Diversity and Family Background in North Brunswick

00:33:23
Speaker
farms. Our houses are everywhere. Your church here, it's all built. It used to all just be farms, flat Jersey lands, beautiful, but you don't move here for the scenery. You move here for the people. You move here for the diversity. You can move here for the interaction.
00:33:39
Speaker
People move here, go to your church now, I bet. But it's a wonderful thing about your church. I mean, you, you're, you're, You are of the spirit, but you are in the community so much. We stayed.
00:33:52
Speaker
It means a lot.

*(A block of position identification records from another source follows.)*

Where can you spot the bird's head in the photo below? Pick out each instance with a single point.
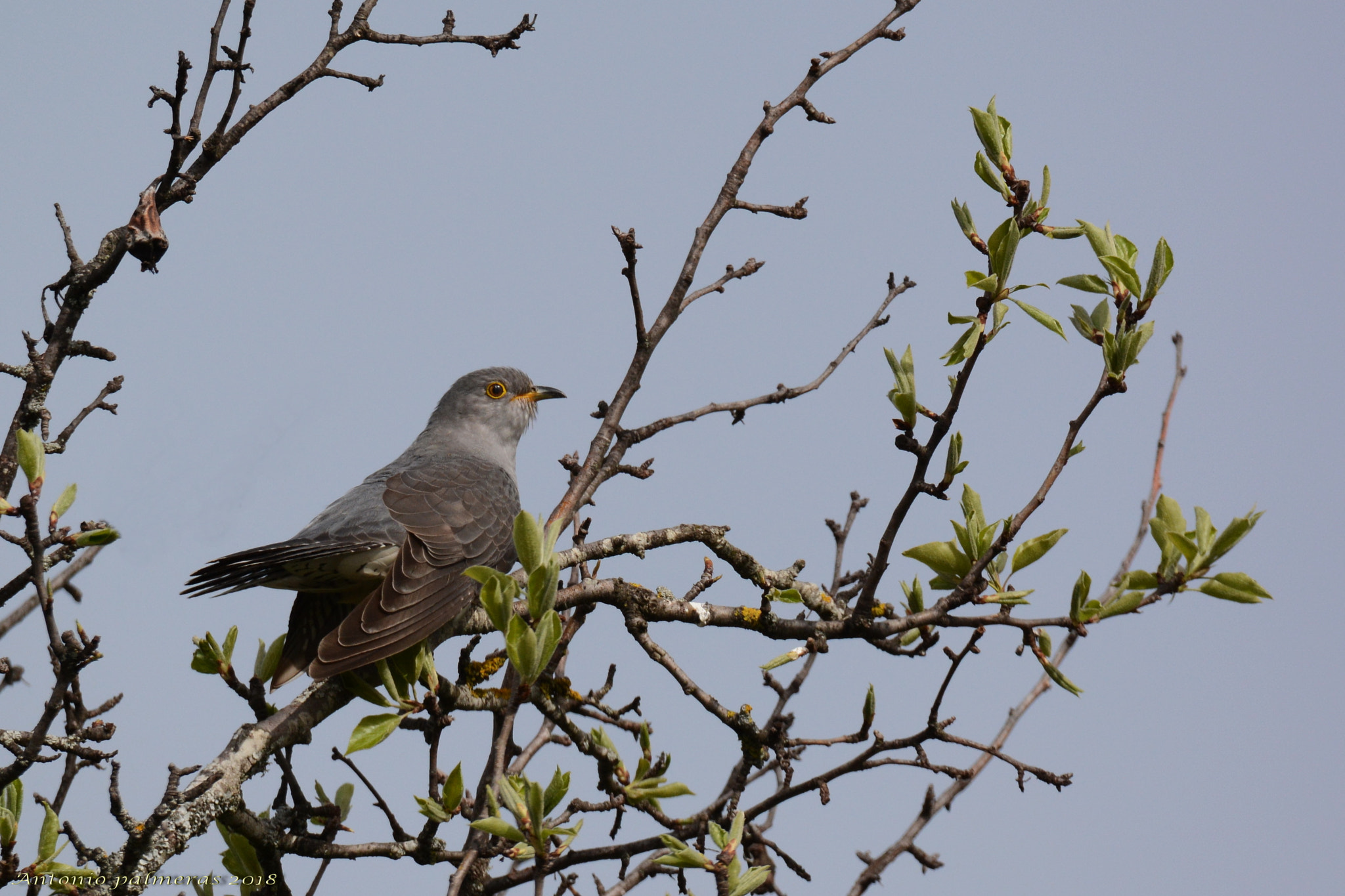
(493, 405)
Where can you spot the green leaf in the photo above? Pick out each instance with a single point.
(971, 509)
(454, 789)
(1169, 512)
(527, 540)
(667, 792)
(1158, 272)
(541, 587)
(47, 839)
(521, 645)
(432, 811)
(736, 830)
(1009, 598)
(33, 456)
(1204, 531)
(1121, 272)
(915, 595)
(751, 880)
(268, 658)
(1003, 246)
(789, 656)
(1079, 597)
(989, 174)
(499, 828)
(1083, 323)
(965, 345)
(556, 790)
(1087, 282)
(942, 557)
(372, 731)
(1101, 314)
(11, 798)
(954, 464)
(496, 603)
(1099, 240)
(231, 640)
(1184, 544)
(395, 683)
(204, 658)
(1128, 602)
(685, 857)
(604, 740)
(1042, 317)
(513, 797)
(64, 501)
(978, 280)
(97, 538)
(1033, 550)
(548, 637)
(343, 796)
(1137, 580)
(989, 131)
(1126, 249)
(871, 704)
(1060, 679)
(965, 221)
(1234, 534)
(1243, 582)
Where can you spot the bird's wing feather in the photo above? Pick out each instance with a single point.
(259, 566)
(458, 513)
(355, 522)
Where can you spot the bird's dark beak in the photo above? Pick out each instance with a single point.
(545, 391)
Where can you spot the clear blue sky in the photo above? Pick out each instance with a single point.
(361, 250)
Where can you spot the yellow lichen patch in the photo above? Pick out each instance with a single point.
(479, 672)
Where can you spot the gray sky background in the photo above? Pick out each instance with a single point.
(361, 250)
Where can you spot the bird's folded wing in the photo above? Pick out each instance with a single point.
(458, 513)
(259, 566)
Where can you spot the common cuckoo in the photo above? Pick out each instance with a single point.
(380, 570)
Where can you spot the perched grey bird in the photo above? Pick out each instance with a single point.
(380, 570)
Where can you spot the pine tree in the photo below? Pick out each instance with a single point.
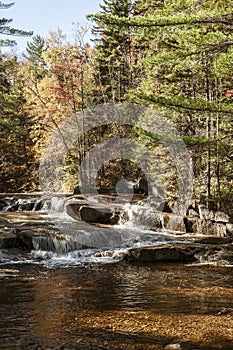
(189, 72)
(5, 28)
(114, 50)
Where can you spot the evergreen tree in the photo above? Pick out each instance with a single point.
(189, 72)
(5, 28)
(114, 50)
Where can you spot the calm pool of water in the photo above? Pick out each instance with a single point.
(59, 308)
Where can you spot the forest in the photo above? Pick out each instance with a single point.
(169, 55)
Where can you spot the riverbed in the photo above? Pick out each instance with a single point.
(115, 306)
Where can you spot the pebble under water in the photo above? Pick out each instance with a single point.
(115, 306)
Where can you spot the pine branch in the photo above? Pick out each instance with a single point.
(181, 102)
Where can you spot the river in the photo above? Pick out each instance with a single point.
(91, 299)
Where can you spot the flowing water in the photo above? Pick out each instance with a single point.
(71, 298)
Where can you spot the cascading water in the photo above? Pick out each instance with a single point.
(66, 238)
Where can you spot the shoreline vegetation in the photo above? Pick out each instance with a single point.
(173, 57)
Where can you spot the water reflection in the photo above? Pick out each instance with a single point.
(65, 303)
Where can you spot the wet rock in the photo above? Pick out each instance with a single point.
(8, 241)
(24, 240)
(97, 215)
(164, 207)
(77, 190)
(172, 253)
(192, 212)
(229, 229)
(205, 213)
(183, 345)
(219, 229)
(3, 204)
(221, 217)
(173, 222)
(141, 187)
(73, 209)
(215, 240)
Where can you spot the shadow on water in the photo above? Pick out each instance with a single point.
(117, 306)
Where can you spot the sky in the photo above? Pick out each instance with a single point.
(44, 16)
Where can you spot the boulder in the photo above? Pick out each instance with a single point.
(205, 213)
(173, 222)
(77, 190)
(141, 187)
(98, 215)
(229, 229)
(181, 345)
(219, 229)
(221, 217)
(168, 253)
(8, 241)
(24, 240)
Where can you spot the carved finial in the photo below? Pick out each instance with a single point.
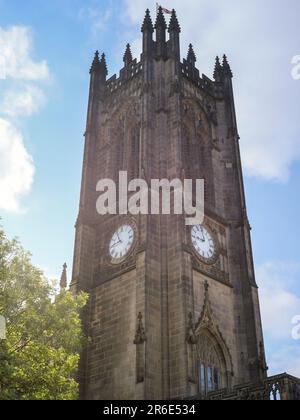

After COVID, we lost a lot of pastors. I mean, that that pastor meeting, the North Brunswick thing, was much more. The last time I went, there was like just a few of us. I'm like what happened to everybody? that COVID?
00:34:05
Speaker
Didn't kill the radio star, but it killed some churches. Yeah. And, yeah, it not just pastors, but, i mean, the churches are churches are either consolidated or gone. Yeah.
00:34:17
Speaker
It was tough. not quite what You know what was so funny? During COVID, actually, so we went right to, we were, my son had already gotten us with an online presence, you know, now we have a pretty big one, but.
00:34:28
Speaker
it was stronger and people were giving more. I mean, people felt it was kind of like 9-11. There was such a rush to church after that. And stuff like that happens, people run to God. you know so Your dad just died this last year. He was 95, 96.
00:34:46
Speaker
But he he was a Presbyterian minister. too That's why we move so much because he... he became like a he became a specialist in healing churches where he would go to places where churches had had had internal conflict and he would stay a few years to try to heal things with them and then and then we'd move on yeah so you're just gonna keep mayor and gonna keep mayor you got an appointment in like 10 minutes got the got the directors meeting in 10 minutes what's that real quick
00:35:22
Speaker
It's so like all the the head of the Department of Public Works, the head of ah the Parks and Recreation. Oh, you can mention the... No, I'm going to go in. I'm going walk you in. Yes. going there's one thing and one thing only I want accomplished. By the end of this year, i want that fence taken down across from Grace Church. Yes. So they can park there. Go, Mac. Before my term's over in two years. And then... You have all our votes now.
00:35:47
Speaker
And then once they stop laughing, I'm going to that again. Wait second. Hey, everybody. Mayor Mack, that's an upgrade for you.
00:36:00
Speaker
I don't know if you want to run for mayor, but this is an amazing man right here. Let's give it up. Thanks for coming.